The red party has always prided itself on having a strong ideological base and has attacked other parties for easily siding with or losing workers to BJP. The communist party leaders have decried others for enabling the growth of the saffron party, and publicly stated, on multiple occasions, that they are the only opposition to BJP’s Hindutva narrative. However, historically, the party has been losing workers and ideology to the BJP, not just in other states but also in West Bengal and Kerala.

Apart from their philosophical and ideological differences, the CPM and the BJP share a crucial similarity: their tight-knit cadre system that extends from the lowest level until the national system. This helps create mobilisation for rallies, election campaigns and protests. Therefore, when BJP first began to emerge in West Bengal’s mainstream politics, in 2014, they decided that hijacking the left’s network is easier than creating one of their own. Using threats and benefits, the BJP slowly began to attract CPM members to their cadre, and soon the left workers began migrating by choice.
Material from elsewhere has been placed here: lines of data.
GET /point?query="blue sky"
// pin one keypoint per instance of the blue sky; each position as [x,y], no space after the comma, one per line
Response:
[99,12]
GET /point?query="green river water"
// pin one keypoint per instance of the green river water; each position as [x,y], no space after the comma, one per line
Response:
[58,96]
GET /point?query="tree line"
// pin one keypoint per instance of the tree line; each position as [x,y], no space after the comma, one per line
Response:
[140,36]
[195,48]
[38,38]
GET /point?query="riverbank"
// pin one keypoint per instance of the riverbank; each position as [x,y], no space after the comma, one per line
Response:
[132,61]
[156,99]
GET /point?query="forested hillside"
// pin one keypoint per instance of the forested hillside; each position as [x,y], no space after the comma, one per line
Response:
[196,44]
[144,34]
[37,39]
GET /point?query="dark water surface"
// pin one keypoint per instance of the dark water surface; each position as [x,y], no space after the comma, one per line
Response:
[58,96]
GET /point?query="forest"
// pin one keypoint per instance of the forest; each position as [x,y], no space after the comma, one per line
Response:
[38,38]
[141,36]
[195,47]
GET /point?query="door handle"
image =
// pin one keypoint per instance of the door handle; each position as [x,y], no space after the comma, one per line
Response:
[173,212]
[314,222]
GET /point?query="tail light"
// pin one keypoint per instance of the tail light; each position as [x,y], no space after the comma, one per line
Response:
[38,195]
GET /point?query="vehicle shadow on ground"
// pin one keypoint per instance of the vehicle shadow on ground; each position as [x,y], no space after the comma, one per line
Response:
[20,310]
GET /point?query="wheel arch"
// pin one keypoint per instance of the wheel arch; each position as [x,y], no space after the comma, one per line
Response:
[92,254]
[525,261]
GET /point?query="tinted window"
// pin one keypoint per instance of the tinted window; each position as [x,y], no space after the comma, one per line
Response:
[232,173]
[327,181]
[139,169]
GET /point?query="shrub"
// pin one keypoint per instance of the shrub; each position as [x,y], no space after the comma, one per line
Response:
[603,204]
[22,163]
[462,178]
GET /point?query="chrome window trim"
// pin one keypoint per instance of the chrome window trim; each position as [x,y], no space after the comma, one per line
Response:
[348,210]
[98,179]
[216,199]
It wasn’t a one-time trend either, as the left parties, mainly CPM, kept losing workers, leaders, and supporters to the saffron. Yesterday, Tapasi Mondal — CPI (M) MLA from Haldia (West Bengal) — announced her joining BJP. She said that she was “mentally exhausted in her party”. “I have been with the party during its difficult times, but the party is not reaching out to the poor,” she added. In June, this year, former CPM MP and athlete-turned-politician Jyotirmoyee Sikdar had also joined the BJP. On October, former CPM MLA Swadesh Nayak joined the saffron party, and in November 1,000 of his supporters followed suit. This is not including the 500 other members of the various left parties that have migrated to team saffron, or as the left refers to as “pro-Hindutva fascists”.

Most of the migrants political workers claim that they are losing faith in the communist parties' capacity to work for the people. In this context, the party must re-examine the conditions that allows this migration and formulate a restructuring inorder to return to their former glory.